The scientists assessed the necessary lifetime (LT) of a perovskite module, which they defined as the time until a module has 80% of its initial efficiency, as a function of efficiencies to be competitive in the levelized cost of electricity (LCOE). They found that perovskite solar modules might need to provide 20% efficiency for at least 36 years, or 25% efficiency for a minimum of 21 years, if they want to compete with conventional PV panels.
The team explained that this means that even with the significantly lower production costs of perovskites, it can be challenging to become competitive with silicon, mainly because of the low LT of current perovskite solar cells and the limited experience with perovskite module stability. However, perovskite technology may get a boost if academics and industry will be able to reduce its installation and structural balance-of-system (BOS) costs, as these usually account for around 10% of a PV system costs.
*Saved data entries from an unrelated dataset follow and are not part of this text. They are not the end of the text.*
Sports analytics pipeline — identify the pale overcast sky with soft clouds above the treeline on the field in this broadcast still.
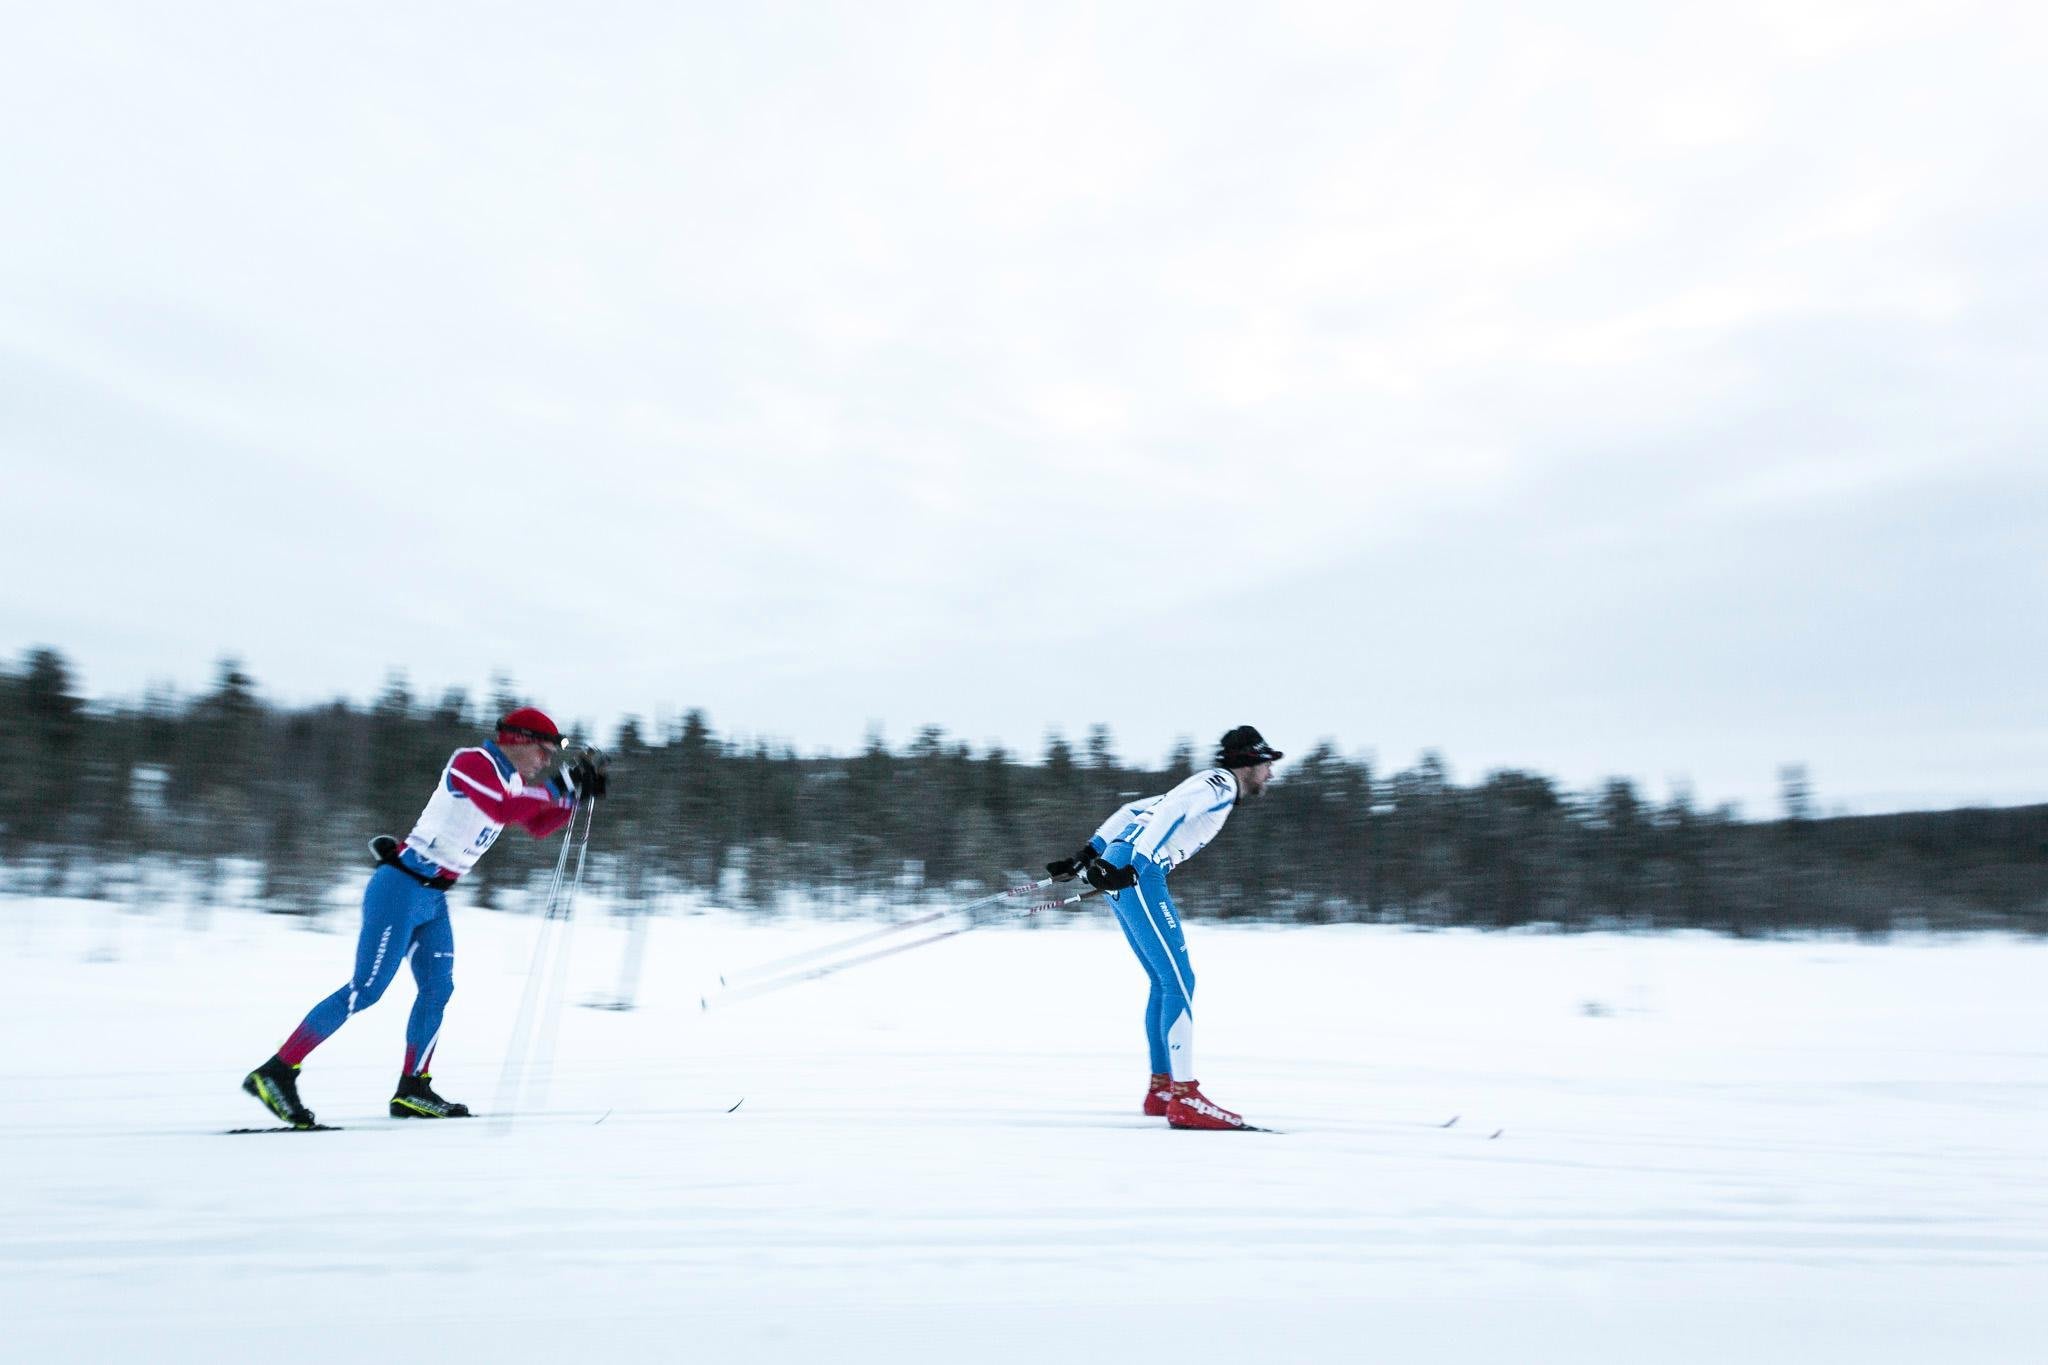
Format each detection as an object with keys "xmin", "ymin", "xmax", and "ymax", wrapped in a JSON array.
[{"xmin": 0, "ymin": 0, "xmax": 2048, "ymax": 817}]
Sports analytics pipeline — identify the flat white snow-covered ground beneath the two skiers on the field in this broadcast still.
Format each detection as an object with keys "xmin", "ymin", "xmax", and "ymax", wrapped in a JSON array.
[{"xmin": 0, "ymin": 900, "xmax": 2048, "ymax": 1365}]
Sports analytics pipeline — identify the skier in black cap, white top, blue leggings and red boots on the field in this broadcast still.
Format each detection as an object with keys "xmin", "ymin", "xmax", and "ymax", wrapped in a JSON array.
[{"xmin": 1047, "ymin": 724, "xmax": 1284, "ymax": 1128}]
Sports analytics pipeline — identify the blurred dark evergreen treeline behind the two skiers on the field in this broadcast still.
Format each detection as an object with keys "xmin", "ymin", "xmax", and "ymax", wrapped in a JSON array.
[{"xmin": 0, "ymin": 649, "xmax": 2048, "ymax": 933}]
The team assumed a levelized cost of electricity for the United States of $0.119/kWh to $0.136/kW for residential PV systems based on conventional panels in 2021. Their estimates ranged from $0.055/kWh to $0.063/kW for the same installations in 2030.
Their analysis showed that by using flexible substrates, perovskite solar modules would need to achieve lower target efficiencies of 15% and LTs spanning from 13 to 22 years to compete with crystalline silicon in the 2021 scenario, and efficiencies of 17% and LTs spanning from 16 to 34 years in the 2030 scenario.